The prototype-driven learning model of Haghighi and Klein is one of the models we focus on in the tutorial, so once again we have already devoted significant space to it in the slides. All of the papers we discuss in the tutorial use seed lists to "label" unlabeled data, but only Haghighi and Klein use it for sequences and focus explicitly on the benefit that may be derived from this setup. Coupled with distributional similarity, they are able to derive effective models using only prototypes, rather than a more traditional labeled data set.

**Aria Haghighi's open source implementation of prototype-driven sequence learning.**

The above links to a GPL-ed re-implementation of the Haghighi and Klein NAACL 2006 paper.

**Gregory Druck, Gideon Mann, and Andrew McCallum.
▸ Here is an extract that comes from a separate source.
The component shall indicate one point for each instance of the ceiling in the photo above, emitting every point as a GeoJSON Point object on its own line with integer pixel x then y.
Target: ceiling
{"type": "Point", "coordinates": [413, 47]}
Learning from Labeled Features using Generalized Expectation Criteria. SIGIR 2008.**

This paper generalizes the idea of linguistic constraints, and provides an interesting set of experiments to test the usefulness of such labeled features. Druck et al. consider a discriminative model where individual features are labeled with some number of labels (possibly 0). They then propose to find a model which has minimum KL divergence to the empirical distribution derived from these constraints and unlabeled data, along with a regularization term. Their experiments include a "labeling test" where they time annotators labeling features vs. labeling instances. They show that labeling features is typically much more efficient than labeling instances, for small amounts of data.